Ask HN: Bad situation – how long of a notice should a consultant give a client? - throwaway389

What is the opinion in the United States for how much notice you have to give a client if you want to cut the work short? We&#x27;ve been working together for two months (350 hours). The contract allows me to just walk away, but just like with employment, you don&#x27;t want to do that except in extreme cases.<p>It&#x27;s my first time consulting and things have gone about as bad as could be. What was initially estimated to be 150 hours for $6000 (well below my market rate to begin with) currently stands at 350 hours and $6700 in the bank so far. I got sweet-talked into extending twice. This time I told the client I am done and will not continue beyond finishing one last item and writing the docs for business continuity. He&#x27;s trying to sweet talk into doing several of the important and urgent items, which of course are going to play out like everything else so far and take much longer than he thinks.<p>So, if for full-time employment two weeks notice is customary, what is it for consulting?<p>I&#x27;d also like to hear from other folks just how bad things went for them to justify quitting suddenly? How did the client take it?
======
bigiain
"Customary"? For a consultant, you'd normally down-tools as soon as the first
invoice is overdue.

Depending on how you packaged up that "estimated 150hrs" originally, you might
not (yet?) have an overdue invoice.

Just how bad is "the contract"? Could the client plausibly claim you've failed
to deliver on what he's already paid $6700 for?

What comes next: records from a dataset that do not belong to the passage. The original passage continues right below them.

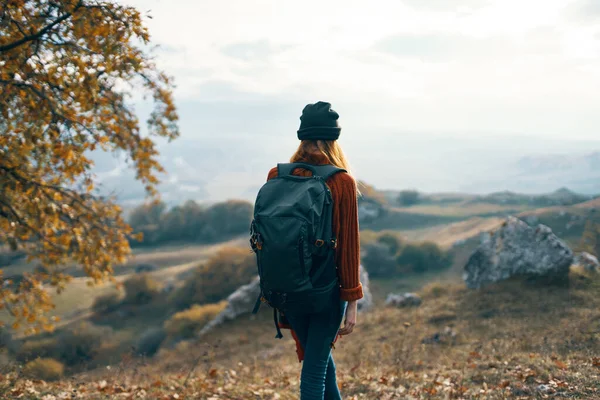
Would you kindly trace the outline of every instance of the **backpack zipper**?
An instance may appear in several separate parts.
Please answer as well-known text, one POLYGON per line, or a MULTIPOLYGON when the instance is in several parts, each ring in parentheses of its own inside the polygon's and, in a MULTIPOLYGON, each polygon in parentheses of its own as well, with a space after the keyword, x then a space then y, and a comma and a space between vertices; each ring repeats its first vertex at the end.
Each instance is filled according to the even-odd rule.
POLYGON ((306 277, 306 266, 304 265, 304 238, 300 236, 298 241, 298 255, 300 256, 300 268, 302 269, 302 277, 306 277))

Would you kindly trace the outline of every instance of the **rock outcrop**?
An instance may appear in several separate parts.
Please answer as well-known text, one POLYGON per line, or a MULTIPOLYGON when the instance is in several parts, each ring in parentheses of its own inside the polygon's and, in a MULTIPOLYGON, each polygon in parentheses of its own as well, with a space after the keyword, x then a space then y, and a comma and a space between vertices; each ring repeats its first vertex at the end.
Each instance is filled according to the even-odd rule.
POLYGON ((479 288, 518 275, 566 279, 572 262, 573 252, 550 228, 509 217, 496 232, 482 235, 464 280, 469 288, 479 288))
POLYGON ((422 302, 421 298, 415 293, 390 293, 385 300, 385 305, 394 307, 419 307, 422 302))
MULTIPOLYGON (((358 301, 359 311, 366 311, 373 306, 373 296, 369 290, 369 274, 360 266, 360 281, 363 285, 363 298, 358 301)), ((242 315, 250 314, 260 293, 258 277, 247 285, 240 286, 227 298, 227 307, 212 321, 206 324, 199 332, 199 336, 206 334, 226 321, 234 320, 242 315)))

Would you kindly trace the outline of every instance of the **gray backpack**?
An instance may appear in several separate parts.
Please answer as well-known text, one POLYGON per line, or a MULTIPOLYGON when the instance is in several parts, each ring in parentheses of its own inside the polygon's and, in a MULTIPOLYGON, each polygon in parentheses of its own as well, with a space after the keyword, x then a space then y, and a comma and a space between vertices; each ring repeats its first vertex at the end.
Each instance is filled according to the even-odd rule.
POLYGON ((277 310, 319 312, 339 290, 335 266, 337 238, 333 235, 333 199, 325 183, 345 170, 333 165, 278 164, 278 175, 258 192, 250 245, 256 253, 261 302, 277 310), (292 175, 297 168, 312 176, 292 175))

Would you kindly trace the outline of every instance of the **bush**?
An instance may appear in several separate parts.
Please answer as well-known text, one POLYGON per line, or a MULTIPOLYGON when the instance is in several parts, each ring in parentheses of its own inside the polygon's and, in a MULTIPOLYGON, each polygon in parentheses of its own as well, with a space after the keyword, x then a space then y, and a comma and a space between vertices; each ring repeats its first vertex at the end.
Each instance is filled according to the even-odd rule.
POLYGON ((146 304, 156 297, 161 291, 160 283, 149 274, 134 275, 123 282, 127 304, 146 304))
POLYGON ((35 360, 36 358, 53 357, 58 351, 56 338, 43 338, 26 340, 16 350, 15 358, 20 362, 35 360))
POLYGON ((382 233, 377 238, 377 242, 381 243, 389 248, 390 254, 396 256, 402 249, 402 241, 400 237, 395 233, 382 233))
POLYGON ((419 203, 420 194, 416 190, 402 190, 398 195, 398 204, 409 207, 419 203))
POLYGON ((431 282, 421 289, 421 297, 424 299, 438 299, 450 292, 448 283, 431 282))
POLYGON ((116 310, 123 301, 121 292, 111 292, 100 295, 92 303, 92 311, 97 314, 109 313, 116 310))
POLYGON ((62 378, 65 372, 64 365, 53 358, 38 358, 28 362, 23 367, 23 374, 29 378, 44 381, 56 381, 62 378))
POLYGON ((152 357, 166 339, 167 332, 163 328, 150 328, 140 338, 135 346, 135 351, 140 356, 152 357))
POLYGON ((173 292, 170 301, 178 309, 192 304, 217 303, 257 274, 256 257, 245 247, 224 247, 194 270, 192 278, 173 292))
POLYGON ((382 243, 372 243, 364 247, 362 262, 373 278, 393 276, 398 272, 398 263, 390 247, 382 243))
POLYGON ((81 322, 58 335, 58 356, 68 365, 90 361, 111 334, 109 327, 81 322))
POLYGON ((0 350, 2 349, 14 352, 17 349, 17 342, 15 342, 8 329, 0 326, 0 350))
POLYGON ((165 322, 165 330, 169 336, 188 339, 213 320, 227 306, 227 301, 203 306, 194 305, 192 308, 173 315, 165 322))
POLYGON ((403 270, 422 273, 438 271, 452 264, 452 256, 431 242, 408 244, 397 258, 403 270))

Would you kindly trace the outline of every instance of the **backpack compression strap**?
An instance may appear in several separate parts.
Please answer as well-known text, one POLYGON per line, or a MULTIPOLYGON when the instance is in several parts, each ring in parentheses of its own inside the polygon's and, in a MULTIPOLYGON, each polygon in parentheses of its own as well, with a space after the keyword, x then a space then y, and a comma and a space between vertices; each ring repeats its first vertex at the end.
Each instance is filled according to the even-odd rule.
POLYGON ((338 168, 334 165, 312 165, 306 163, 287 163, 277 164, 277 175, 291 175, 296 168, 304 168, 313 173, 313 176, 320 176, 324 180, 329 179, 338 172, 347 172, 345 169, 338 168))

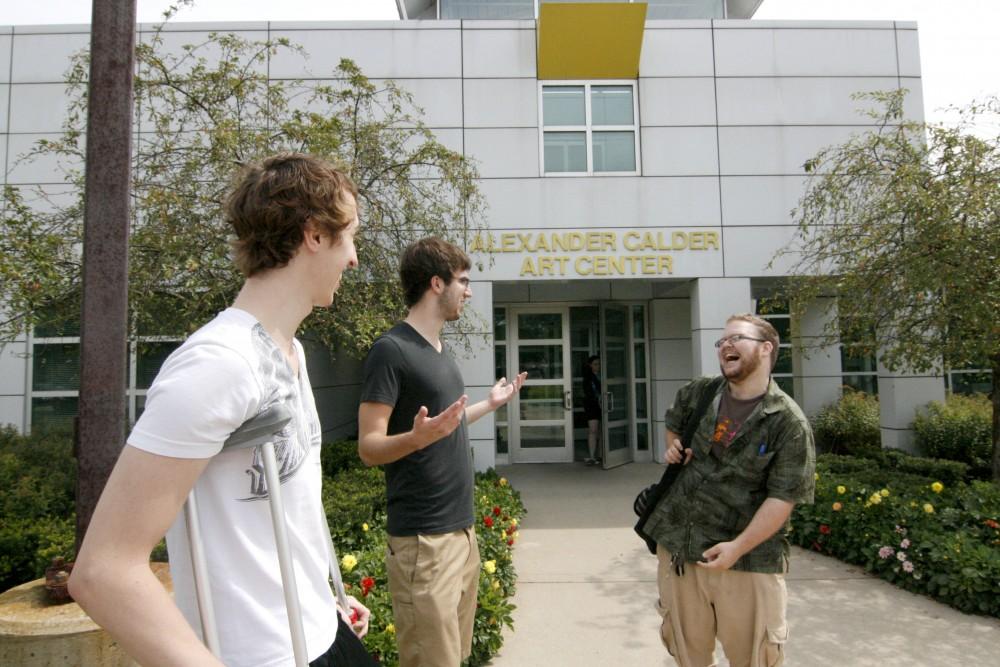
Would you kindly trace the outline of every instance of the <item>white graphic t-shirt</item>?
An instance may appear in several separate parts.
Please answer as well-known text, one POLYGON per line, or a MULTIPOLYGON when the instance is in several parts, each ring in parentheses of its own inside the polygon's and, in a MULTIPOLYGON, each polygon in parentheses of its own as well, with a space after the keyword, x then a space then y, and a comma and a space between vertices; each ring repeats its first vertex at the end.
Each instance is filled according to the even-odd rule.
MULTIPOLYGON (((223 311, 167 358, 128 438, 153 454, 212 457, 195 493, 228 667, 294 663, 259 449, 220 452, 240 424, 277 403, 294 415, 274 446, 309 660, 336 637, 320 501, 319 418, 302 346, 294 345, 297 378, 256 318, 236 308, 223 311)), ((167 532, 167 549, 175 600, 200 636, 183 512, 167 532)))

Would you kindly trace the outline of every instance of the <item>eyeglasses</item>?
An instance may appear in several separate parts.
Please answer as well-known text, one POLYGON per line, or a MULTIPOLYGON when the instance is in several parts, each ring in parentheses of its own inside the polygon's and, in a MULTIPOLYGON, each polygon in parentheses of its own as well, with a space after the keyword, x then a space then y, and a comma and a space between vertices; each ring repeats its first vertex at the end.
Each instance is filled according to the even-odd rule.
POLYGON ((733 334, 732 336, 726 336, 725 338, 720 338, 719 340, 715 341, 715 347, 722 347, 726 343, 732 343, 733 345, 736 345, 736 343, 739 343, 740 341, 743 340, 752 340, 757 343, 767 342, 766 338, 754 338, 753 336, 744 336, 743 334, 733 334))

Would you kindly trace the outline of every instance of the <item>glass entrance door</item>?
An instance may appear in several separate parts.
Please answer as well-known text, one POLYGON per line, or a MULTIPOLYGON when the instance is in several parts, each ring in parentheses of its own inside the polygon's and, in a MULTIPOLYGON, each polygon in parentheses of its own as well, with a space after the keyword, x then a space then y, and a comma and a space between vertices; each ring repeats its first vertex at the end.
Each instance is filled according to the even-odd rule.
POLYGON ((569 309, 511 308, 508 345, 513 368, 528 378, 510 403, 510 452, 514 463, 573 460, 569 309))
POLYGON ((601 401, 604 468, 632 461, 632 392, 629 391, 629 309, 601 304, 601 401))

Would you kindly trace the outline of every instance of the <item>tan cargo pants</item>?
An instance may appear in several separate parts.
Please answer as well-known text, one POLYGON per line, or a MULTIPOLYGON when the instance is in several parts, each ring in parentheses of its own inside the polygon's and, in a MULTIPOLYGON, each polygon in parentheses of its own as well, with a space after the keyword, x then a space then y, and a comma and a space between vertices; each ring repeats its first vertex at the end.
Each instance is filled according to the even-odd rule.
POLYGON ((788 638, 785 575, 706 570, 678 576, 657 548, 660 639, 680 667, 712 667, 718 637, 731 667, 779 667, 788 638))
POLYGON ((476 531, 389 536, 386 569, 400 667, 458 667, 472 653, 476 531))

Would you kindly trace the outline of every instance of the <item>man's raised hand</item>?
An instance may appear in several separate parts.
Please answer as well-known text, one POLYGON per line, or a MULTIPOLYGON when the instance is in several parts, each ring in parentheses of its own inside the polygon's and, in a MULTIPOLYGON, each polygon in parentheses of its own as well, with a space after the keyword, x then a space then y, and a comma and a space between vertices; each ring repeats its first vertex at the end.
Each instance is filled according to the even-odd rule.
POLYGON ((413 418, 413 437, 417 449, 423 449, 431 443, 437 442, 458 428, 465 415, 465 404, 468 401, 469 397, 463 394, 457 401, 434 417, 427 416, 426 405, 420 406, 417 416, 413 418))

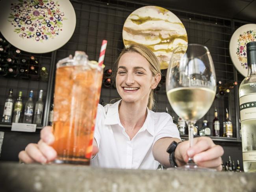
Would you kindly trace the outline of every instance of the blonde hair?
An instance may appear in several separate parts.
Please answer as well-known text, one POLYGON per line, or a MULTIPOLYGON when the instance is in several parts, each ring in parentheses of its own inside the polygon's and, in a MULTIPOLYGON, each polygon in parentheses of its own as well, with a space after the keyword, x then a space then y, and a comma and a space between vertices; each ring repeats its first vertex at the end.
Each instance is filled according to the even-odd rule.
MULTIPOLYGON (((124 54, 128 52, 137 53, 146 59, 150 64, 150 70, 153 76, 156 76, 158 74, 161 74, 160 64, 154 54, 144 45, 132 44, 127 48, 124 48, 115 63, 115 67, 113 70, 115 79, 116 77, 118 63, 120 58, 124 54)), ((149 94, 147 106, 150 110, 153 109, 156 107, 153 89, 151 90, 149 94)))

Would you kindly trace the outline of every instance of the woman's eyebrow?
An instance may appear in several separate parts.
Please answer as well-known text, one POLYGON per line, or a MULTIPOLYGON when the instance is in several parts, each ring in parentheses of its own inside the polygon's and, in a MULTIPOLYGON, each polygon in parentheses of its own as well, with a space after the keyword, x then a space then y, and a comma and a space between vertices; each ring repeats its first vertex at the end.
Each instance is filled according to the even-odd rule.
POLYGON ((118 67, 118 68, 117 69, 119 69, 120 68, 123 68, 124 69, 125 69, 125 70, 127 69, 127 68, 126 68, 126 66, 119 66, 118 67))
POLYGON ((146 69, 145 69, 143 67, 142 67, 142 66, 135 66, 134 67, 134 69, 142 69, 145 71, 147 71, 146 69))

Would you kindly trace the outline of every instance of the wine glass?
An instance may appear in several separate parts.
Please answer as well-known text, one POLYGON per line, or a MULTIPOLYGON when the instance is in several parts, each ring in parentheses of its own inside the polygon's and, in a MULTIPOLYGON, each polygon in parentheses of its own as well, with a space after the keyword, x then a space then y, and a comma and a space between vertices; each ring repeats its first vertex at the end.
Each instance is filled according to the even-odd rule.
MULTIPOLYGON (((195 44, 176 48, 167 69, 166 86, 173 109, 187 125, 191 147, 195 124, 208 111, 216 93, 215 71, 208 48, 195 44)), ((187 170, 209 169, 199 167, 190 157, 181 167, 187 170)))

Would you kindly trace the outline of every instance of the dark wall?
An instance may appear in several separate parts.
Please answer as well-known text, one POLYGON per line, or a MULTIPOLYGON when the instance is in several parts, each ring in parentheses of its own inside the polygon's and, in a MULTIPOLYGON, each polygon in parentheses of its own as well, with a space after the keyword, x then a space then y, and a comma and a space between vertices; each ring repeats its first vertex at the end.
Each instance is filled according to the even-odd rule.
MULTIPOLYGON (((54 71, 55 64, 58 61, 67 57, 70 54, 74 55, 76 50, 84 50, 90 60, 97 60, 102 41, 106 39, 108 40, 108 44, 104 64, 106 68, 112 68, 118 54, 124 47, 122 33, 126 18, 136 9, 148 5, 139 4, 135 1, 127 2, 124 0, 72 0, 70 1, 76 15, 76 29, 70 39, 65 45, 54 52, 54 54, 33 55, 39 58, 40 63, 46 65, 48 70, 50 70, 50 68, 54 71), (53 61, 51 65, 51 61, 53 61)), ((156 1, 154 5, 157 5, 158 2, 156 1)), ((189 43, 203 44, 208 48, 215 64, 217 80, 224 83, 234 81, 237 79, 236 71, 229 56, 229 41, 234 30, 246 24, 246 21, 237 22, 230 18, 202 15, 182 10, 173 10, 168 5, 164 7, 176 15, 182 22, 187 33, 189 43)), ((28 53, 25 54, 28 58, 32 55, 28 53)), ((163 74, 165 72, 165 70, 163 70, 163 74)), ((238 77, 239 83, 243 77, 239 75, 238 77)), ((50 79, 46 83, 32 80, 7 79, 0 77, 0 113, 2 113, 5 100, 9 88, 15 89, 14 95, 15 98, 20 89, 24 89, 25 94, 23 100, 25 101, 27 100, 31 89, 33 89, 36 92, 41 89, 45 92, 46 90, 48 91, 48 85, 53 82, 50 79)), ((168 102, 165 88, 165 85, 163 84, 160 90, 156 92, 158 106, 157 111, 165 112, 167 107, 171 114, 177 119, 177 115, 168 102)), ((53 87, 50 87, 52 90, 53 88, 53 87)), ((215 100, 207 114, 198 121, 198 126, 200 126, 202 124, 202 120, 206 119, 210 122, 209 124, 211 128, 211 122, 213 118, 215 107, 219 111, 219 118, 222 124, 224 119, 224 108, 227 107, 229 109, 230 118, 233 123, 234 135, 236 137, 239 128, 237 123, 239 117, 236 116, 238 106, 234 105, 237 97, 236 89, 232 90, 228 95, 215 100)), ((37 95, 35 96, 34 102, 37 97, 37 95)), ((52 96, 52 95, 49 96, 48 99, 50 100, 52 96)), ((116 90, 113 87, 102 88, 101 99, 105 103, 108 103, 111 100, 118 97, 116 90)), ((47 98, 46 96, 44 98, 44 100, 46 102, 47 98)), ((51 102, 49 102, 50 103, 51 102)), ((48 111, 49 107, 50 105, 48 105, 45 110, 48 111)), ((17 161, 19 152, 24 150, 28 143, 36 142, 39 138, 39 130, 35 133, 12 132, 10 130, 9 127, 0 129, 5 132, 1 161, 17 161)), ((239 161, 242 162, 241 142, 226 142, 220 144, 224 146, 225 150, 223 156, 224 161, 227 160, 228 155, 231 155, 232 159, 239 159, 239 161)))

If so, you might need to
finish off whatever needs doing to meet your end of the contractual obligation
(or be prepared to give some/all of that money back). If the contract was
"150hours work, estimated to be sufficient to complete the project", you're
fully entitled to stop and ask for more money before continuing (although if
it was _your_ estimate, you'll have some questions to ask about why it was so
badly out).

------
zhte415
How important is the relationship and other interests?

Are you working based on the idea that the relationship is important, and the
other side is hard-balling you?

Is walking away that risky that you don't want to do it?

I focus on 'relationship' as you mention being sweet-talked. Are there other
interests that this client thinks they have you owing to you, or you owing in
them, that make them (or you) behave like this?

If not complex with multiple vested interests, wait until Monday (Mondays are
good for breaking news, as people can stew over things on weekends and it
gives you weekend planning time), create some really specific criteria for
both what you do that is billable and what you think is OK for continuing the
contract. If it is far longer than he thinks, then tell him how long it will
really take, or do something even more simple and bill on product
specification, not hours, and ensure re-billing is done on any change of
product specification (which should include testing checklists).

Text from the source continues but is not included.